The Senate Judiciary Committee confirmation hearing for Neomi Rao on Tuesday showed yet again that though Democrats claim to be the party that champions women and minorities, they really only care about championing those who agree with their increasingly radical policy views. Instead of celebrating the impressive career and achievements of a minority woman, the daughter of immigrants, the Senate Judiciary Democrats attacked her and tried to mischaracterize her views. As Ashley Baker explained in Fox News today, Rao is a threat to the Democrats precisely because she is a minority woman who does not have progressive views:
The problem for Democrats is that the D.C. Circuit, often called “the second highest court in the land”, is a stepping stone to the Supreme Court. Of the nine justices currently on the Supreme Court, four have come from the D.C. Circuit. Democrats see Rao, a minority woman, as a contender for the next Supreme Court vacancy and are determined to wound her in advance.
This is nothing new. An irony of Democrats' judicial confirmation politics is that their efforts to thwart nominations deliberately and disproportionately impact stellar minority and female nominees. Just ask Miguel Estrada or Janice Rogers Brown.
Ms. Baker described how the women Democrats were the worst offenders on Tuesday and thereby hurt the women's movement they claim to support:
The feminist left hates the fact that conservative women think for themselves. Feminists would prefer to do the thinking for them. It’s a sentiment that is anti-progressive in every possible way. . . .
The female senators attacking Rao proudly display their feminist label and are surely aware that the early suffrage movement was held back by divisions among women. That makes it all the more unconscionable that, through their political posturing, Rao's opponents are adding to the growing divide among women that endangers the basic mission of the women's movement.
One of the ways the Democrats attempted to attack Neomi Rao on Tuesday was through intrusive questions into her personal religious beliefs, not in the context of whether or how she would apply those beliefs to a particular case before her but simply in the abstract.
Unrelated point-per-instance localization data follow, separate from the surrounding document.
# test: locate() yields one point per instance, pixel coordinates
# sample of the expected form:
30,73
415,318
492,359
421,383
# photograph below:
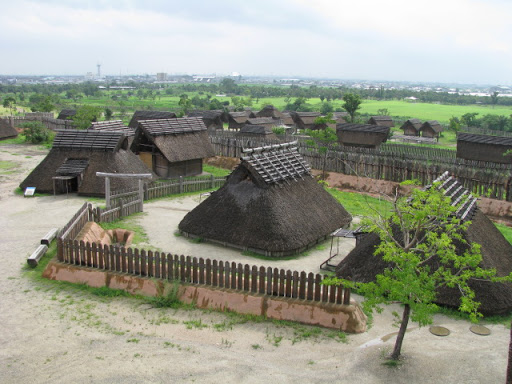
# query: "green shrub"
36,133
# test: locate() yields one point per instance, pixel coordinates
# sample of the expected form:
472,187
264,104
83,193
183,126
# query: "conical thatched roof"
6,131
270,204
496,298
82,154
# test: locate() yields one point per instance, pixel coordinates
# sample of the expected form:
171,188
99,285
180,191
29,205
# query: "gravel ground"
54,333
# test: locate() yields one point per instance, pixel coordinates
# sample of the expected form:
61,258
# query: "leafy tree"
10,103
85,115
419,239
352,103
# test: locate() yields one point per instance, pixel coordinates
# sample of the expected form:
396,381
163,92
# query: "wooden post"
107,192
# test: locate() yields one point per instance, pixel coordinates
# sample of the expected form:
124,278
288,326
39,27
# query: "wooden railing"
222,274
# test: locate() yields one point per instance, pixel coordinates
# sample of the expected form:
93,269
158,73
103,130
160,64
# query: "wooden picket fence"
192,270
394,162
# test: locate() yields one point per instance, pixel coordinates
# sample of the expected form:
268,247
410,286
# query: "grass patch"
360,205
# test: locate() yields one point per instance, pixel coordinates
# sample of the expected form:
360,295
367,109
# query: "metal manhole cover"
480,330
439,331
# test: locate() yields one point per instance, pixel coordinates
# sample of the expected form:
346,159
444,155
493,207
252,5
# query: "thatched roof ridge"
6,131
69,161
276,163
112,126
66,114
88,140
484,139
149,115
276,219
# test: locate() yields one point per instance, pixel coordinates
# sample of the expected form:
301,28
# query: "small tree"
352,103
418,241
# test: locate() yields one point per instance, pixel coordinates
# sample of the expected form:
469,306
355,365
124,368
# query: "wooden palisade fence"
222,274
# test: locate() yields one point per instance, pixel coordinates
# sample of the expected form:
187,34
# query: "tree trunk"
509,366
401,333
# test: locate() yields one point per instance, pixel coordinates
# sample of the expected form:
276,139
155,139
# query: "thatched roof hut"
149,115
257,131
76,156
496,298
431,128
6,131
383,121
66,114
305,120
173,147
361,135
270,111
212,119
484,148
412,127
237,120
270,204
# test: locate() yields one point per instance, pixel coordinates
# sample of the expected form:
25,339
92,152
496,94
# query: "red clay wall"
347,318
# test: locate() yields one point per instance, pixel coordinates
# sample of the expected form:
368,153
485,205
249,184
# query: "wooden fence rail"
223,274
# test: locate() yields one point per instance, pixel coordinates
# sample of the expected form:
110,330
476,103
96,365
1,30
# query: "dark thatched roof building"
173,147
270,204
496,298
212,119
270,111
361,135
257,131
149,115
412,127
237,120
76,156
431,129
383,121
484,148
6,131
66,114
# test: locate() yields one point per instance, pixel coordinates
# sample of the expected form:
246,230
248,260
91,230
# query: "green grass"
360,205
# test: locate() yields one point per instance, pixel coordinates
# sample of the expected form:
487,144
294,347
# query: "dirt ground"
59,334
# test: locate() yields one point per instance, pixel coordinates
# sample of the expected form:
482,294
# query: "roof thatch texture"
6,131
66,114
496,298
484,148
178,139
86,152
149,115
112,126
361,135
270,204
412,127
270,111
385,121
212,119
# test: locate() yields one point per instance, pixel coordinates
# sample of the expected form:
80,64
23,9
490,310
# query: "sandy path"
57,334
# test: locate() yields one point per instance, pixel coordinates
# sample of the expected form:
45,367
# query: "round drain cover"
439,331
480,330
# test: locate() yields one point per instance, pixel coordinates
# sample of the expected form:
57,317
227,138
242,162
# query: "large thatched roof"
149,115
496,298
85,153
178,139
6,131
270,204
Yesterday, Senator Mike Lee called out his Democratic colleagues for these questions and astoundingly, Senator Mazie Hirono defended them:
Sen. Lee: The problem with asking a nominee about the particulars of his or her religious beliefs is that those questions inevitably expose those beliefs as somehow a qualifier or disqualifier for public office. That is flatly inconsistent with the letter, at least the spirit if not also the letter, of at least two provisions of the Constitution. I cannot fathom why this would ever make sense to do. There was a time in this country when people might have been asked in a job interview context or in the context of a hearing like those we hold here, whether someone believed in God. Whether they were Christian. When they might have been asked those, it was never for a good reason, because there is never a good reason in a public setting to ask that question, save perhaps if you just want to make sure that that person's religious beliefs do not require that person to betray the judicial oath. Beyond that, I can't fathom a circumstance in which that would be appropriate. So I would ask Senator Hirono, in what circumstance, in what way, shape, or form is asking Neomi Rao whether she believes particular conduct to be sinful, an appropriate question to be asked in this committee, ever?
Sen. Hirono: These probing questions, if you were to list all the questions that we ask, they have to do with whether or not these nominees' very strongly held religious views, as well as any other views, may not enable them to be objective as judges in lifetime positions. I think that's a legitimate area of inquiry. . . .
Senate Democrats' opposition and outright hostility to the talented women that President Trump has nominated to the bench, from Amy Coney Barrett to Britt Grant to Neomi Rao, reveals their true agenda: promoting and protecting progressive policies at any cost, even if it means trampling the empowered, successful women they claim to champion.